Digital financial services promise to enable financial inclusion and can improve the physical security of their users. However, emerging threats to the security of DFS can compromise stakeholders at every level within the ecosystem.
This report considers the stakeholders involved within the DFS ecosystem and examines the security vulnerabilities and recommendations to mitigate risks for each of them. Using criteria set out by the Recommendation ITU-T X.805 standard, security criteria are considered in light of existing and emerging attacks. Recommendations are given for each stakeholder environment. The specific security recommendations made in the report are listed below:
R1 – Consider the use of strong authentication mechanisms to demonstrate ownership of the device.
R2 – Make use of hardware and software mechanisms within mobile devices, such as secure elements and TEEs, which can ensure device integrity, and promote the use of devices equipped with security features for use in DFS.
R3 – Whether an application is designed for deployment on the handset or secure element, it should be designed and implemented in accordance with best practices, including encrypted and authenticated communication and secure coding practices to harden the app.
R4 – Apps should be subjected to external security review and penetration testing, and any recommendations acted upon.
R5 – Apps should securely manage username and password information so that adversaries cannot easily forge credentials, and should use strong authentication mechanisms to protect against unauthorized access.
R6 – Regular security updates are critical to ensure that mobile operating systems running on user devices operate using the latest security patches.
R7 – Ensure that security libraries offered by the operating system are correctly designed and implemented and that the cipher suites they support are sufficiently strong.
R8 – The handset operating system should be configured in a way to reduce the size of the trusted computing base.
R9 – Harden the security of SIM cards by using strong cryptographic ciphers, and protect updates through whitelisting techniques such as in-network filtering.
R10 – Discontinue the use of A5/0, A5/1, and A5/2 GSM encryption ciphers.
R11 – Consider transitioning away from mobile applications that leverage SMS and USSD in favour of solutions that use strong public key cryptography and end-to-end security.
R12 – MNOs should implement the security policies that maintain the integrity of their networks and prevent unauthorized access to customer accounts.
R13 – The integrity of backend DFS systems must also be maintained through continuous testing, intrusion filtering, and monitoring of networks and infrastructure.
R14 – MNOs and regulators should undertake active customer awareness campaigns to educate consumers about malicious messages, phishing, and spoofing attacks.
R15 – MNOs should monitor incoming calls from interconnect carriers and undertake fake CLI analysis, and implement a black or white list of CLIs, as well as other security mechanisms, associated with attempts to steal customer credentials.

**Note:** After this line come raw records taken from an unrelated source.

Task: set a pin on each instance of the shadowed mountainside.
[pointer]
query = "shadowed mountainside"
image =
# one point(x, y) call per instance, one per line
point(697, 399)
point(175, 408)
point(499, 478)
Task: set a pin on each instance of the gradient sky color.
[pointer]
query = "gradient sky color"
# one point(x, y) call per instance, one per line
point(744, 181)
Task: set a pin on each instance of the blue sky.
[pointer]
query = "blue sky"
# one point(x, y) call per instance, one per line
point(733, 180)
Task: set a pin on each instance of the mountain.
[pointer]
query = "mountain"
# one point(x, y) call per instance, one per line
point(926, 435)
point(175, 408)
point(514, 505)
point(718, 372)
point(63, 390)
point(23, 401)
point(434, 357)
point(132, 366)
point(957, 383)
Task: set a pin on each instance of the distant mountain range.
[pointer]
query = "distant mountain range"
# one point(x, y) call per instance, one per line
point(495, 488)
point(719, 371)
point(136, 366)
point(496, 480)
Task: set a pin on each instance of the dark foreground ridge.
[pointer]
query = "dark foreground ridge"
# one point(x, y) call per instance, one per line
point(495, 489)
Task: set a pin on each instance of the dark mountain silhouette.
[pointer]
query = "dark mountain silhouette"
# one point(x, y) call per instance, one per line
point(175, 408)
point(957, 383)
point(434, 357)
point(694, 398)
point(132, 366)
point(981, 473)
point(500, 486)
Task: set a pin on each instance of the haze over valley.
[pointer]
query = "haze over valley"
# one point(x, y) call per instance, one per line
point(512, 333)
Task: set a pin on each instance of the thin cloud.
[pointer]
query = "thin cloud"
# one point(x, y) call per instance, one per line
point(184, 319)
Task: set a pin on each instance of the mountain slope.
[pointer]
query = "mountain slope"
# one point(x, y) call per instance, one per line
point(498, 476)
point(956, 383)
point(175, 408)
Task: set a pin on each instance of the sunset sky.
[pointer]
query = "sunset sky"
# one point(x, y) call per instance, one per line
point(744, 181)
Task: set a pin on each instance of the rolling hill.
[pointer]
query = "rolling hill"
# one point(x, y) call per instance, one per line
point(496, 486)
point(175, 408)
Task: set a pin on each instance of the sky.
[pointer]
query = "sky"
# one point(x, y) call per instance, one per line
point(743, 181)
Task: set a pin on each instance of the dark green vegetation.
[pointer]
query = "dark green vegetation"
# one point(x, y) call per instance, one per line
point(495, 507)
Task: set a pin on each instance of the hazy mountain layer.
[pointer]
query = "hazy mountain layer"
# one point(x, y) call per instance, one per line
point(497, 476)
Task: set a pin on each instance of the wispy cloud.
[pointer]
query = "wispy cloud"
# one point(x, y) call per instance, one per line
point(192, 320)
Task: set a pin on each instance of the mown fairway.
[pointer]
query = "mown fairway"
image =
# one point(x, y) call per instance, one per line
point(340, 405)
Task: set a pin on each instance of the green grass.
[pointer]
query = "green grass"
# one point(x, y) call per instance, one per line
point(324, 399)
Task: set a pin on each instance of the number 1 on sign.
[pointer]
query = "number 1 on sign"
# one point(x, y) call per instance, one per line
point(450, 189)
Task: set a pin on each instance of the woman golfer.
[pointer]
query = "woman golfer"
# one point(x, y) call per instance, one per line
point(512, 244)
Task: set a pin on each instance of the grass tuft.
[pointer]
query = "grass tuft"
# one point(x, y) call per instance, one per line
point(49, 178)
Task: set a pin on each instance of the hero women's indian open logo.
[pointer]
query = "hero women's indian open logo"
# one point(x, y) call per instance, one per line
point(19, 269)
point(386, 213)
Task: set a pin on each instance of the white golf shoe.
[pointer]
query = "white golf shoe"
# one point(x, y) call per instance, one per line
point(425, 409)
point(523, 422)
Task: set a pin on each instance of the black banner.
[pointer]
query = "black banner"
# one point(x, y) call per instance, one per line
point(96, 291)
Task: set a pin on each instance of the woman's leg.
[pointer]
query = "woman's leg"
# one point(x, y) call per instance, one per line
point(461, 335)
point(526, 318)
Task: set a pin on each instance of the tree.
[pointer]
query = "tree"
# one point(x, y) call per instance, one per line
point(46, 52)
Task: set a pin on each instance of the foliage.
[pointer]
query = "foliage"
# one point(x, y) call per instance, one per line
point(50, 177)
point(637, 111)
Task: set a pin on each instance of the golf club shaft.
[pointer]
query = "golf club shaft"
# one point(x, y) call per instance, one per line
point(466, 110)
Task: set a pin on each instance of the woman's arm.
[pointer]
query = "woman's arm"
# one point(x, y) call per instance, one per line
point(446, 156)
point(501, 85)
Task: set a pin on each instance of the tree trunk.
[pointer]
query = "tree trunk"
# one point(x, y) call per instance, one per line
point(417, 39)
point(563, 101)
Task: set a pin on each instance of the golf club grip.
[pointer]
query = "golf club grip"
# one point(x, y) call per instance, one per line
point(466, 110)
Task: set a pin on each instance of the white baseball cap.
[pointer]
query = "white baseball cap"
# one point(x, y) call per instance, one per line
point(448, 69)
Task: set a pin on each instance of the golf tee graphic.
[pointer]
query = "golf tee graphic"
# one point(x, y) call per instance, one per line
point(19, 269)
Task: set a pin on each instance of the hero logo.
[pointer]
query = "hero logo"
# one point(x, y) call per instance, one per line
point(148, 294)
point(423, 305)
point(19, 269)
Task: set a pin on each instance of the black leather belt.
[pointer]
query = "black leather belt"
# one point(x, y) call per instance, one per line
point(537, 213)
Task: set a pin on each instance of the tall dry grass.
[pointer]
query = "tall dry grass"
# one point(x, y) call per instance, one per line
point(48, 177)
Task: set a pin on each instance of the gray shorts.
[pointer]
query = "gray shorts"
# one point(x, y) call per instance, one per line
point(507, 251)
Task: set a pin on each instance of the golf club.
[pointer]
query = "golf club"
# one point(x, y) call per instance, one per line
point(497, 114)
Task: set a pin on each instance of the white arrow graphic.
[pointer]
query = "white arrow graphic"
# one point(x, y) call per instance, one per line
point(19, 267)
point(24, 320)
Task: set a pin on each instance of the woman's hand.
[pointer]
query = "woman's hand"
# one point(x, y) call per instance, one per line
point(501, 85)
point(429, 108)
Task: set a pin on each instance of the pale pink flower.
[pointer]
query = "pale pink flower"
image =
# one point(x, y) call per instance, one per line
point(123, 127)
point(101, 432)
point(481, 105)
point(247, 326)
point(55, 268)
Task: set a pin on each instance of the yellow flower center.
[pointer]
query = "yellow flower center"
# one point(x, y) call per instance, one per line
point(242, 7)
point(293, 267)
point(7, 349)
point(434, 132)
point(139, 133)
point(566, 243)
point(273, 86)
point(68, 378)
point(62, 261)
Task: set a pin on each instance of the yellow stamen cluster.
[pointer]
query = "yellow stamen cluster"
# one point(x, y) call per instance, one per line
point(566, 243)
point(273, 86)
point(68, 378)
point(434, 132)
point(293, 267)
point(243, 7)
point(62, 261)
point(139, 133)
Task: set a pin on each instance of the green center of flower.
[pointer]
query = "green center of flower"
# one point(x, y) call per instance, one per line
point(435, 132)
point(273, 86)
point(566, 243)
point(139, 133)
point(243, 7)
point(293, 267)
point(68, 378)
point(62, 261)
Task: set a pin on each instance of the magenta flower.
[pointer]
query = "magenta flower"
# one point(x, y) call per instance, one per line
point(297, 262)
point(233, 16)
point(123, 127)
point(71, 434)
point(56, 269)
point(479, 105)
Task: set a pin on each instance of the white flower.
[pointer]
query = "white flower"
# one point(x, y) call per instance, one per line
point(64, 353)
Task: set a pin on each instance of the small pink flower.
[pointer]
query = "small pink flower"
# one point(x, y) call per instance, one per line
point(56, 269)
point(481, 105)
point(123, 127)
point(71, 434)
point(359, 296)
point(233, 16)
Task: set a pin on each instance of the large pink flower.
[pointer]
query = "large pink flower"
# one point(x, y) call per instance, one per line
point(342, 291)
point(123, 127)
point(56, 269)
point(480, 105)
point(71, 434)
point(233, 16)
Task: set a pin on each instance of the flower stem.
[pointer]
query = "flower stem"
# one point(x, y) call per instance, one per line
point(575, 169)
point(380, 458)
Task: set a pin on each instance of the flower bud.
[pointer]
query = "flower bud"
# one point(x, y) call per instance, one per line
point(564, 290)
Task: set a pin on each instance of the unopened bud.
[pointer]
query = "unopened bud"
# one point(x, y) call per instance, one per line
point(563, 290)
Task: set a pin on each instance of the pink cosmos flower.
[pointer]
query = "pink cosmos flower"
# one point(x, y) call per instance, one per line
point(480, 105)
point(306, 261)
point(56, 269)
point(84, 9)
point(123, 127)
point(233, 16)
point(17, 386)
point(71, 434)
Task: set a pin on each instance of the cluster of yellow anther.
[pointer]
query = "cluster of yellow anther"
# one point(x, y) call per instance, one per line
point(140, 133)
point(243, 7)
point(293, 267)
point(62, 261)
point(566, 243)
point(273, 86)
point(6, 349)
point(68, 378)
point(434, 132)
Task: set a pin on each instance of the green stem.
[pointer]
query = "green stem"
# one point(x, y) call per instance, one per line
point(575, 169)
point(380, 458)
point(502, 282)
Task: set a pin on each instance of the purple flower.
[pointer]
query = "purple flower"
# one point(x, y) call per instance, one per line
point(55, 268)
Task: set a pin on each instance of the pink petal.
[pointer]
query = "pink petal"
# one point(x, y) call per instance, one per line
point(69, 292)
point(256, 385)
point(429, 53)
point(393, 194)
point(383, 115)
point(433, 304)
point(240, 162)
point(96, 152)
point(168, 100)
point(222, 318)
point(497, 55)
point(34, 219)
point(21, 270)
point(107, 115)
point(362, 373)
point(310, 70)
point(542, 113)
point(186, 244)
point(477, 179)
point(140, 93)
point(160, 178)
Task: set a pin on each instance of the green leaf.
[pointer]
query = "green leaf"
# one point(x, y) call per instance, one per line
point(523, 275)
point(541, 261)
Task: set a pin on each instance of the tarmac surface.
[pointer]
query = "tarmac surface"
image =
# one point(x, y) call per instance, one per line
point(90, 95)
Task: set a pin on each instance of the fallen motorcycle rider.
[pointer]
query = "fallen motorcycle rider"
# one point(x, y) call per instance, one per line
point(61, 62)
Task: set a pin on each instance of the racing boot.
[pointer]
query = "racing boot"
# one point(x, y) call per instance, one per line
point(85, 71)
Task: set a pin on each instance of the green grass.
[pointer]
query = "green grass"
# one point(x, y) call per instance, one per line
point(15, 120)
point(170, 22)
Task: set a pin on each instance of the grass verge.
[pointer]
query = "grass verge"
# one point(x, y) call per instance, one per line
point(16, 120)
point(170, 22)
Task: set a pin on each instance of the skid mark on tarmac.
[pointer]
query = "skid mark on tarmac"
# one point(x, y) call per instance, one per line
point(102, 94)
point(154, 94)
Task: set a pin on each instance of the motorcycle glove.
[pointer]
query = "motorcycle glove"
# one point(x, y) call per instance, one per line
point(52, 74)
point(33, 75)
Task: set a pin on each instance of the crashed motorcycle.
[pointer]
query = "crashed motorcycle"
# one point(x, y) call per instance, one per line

R16 – The development of security benchmark assessments and regular testing of defences to protect against new attacks is vital to assuring the continued confidentiality and integrity of stored data in these environments.
R17 – MNOs should ensure that when DFS agents are involved in SIM swap operations, mechanisms are in place to ensure that the verified, legal owner is being provided with a new customer SIM.
R18 – PSPs should ensure that companion general purpose reloadable cards linked to DFS accounts require the use of EMV chips with cardholder verification methods, such as PINs or biometrics (where practical), and that all card transactions result in an alert to customers.
R19 – Employ strong cryptography practices to assure confidentiality and integrity of data as it enters the provider network and as it is processed and stored within this environment.
R20 – Keep systems up to date and monitored against malicious threats from outside code and employ robust input validation routines on external-facing services.
R21 – Maintain a trustworthy supply chain to assure the integrity of systems supporting DFS used within these networks.
More information about the recommendations is given within the report. Additionally, a larger set of recommendations based on securing the information technology systems used within and across stakeholders, such as DFS providers and external entities, is also provided. The conclusions summarize and encapsulate the most important of our findings, particularly the need for the safe and secure transmission of data between users and data providers, the use of hardware-enabled security on mobile devices to assure the security of information on those platforms, and best practices for handling data within DFS provider systems and networks, as well as the development of security benchmark assessments and regular testing of defences.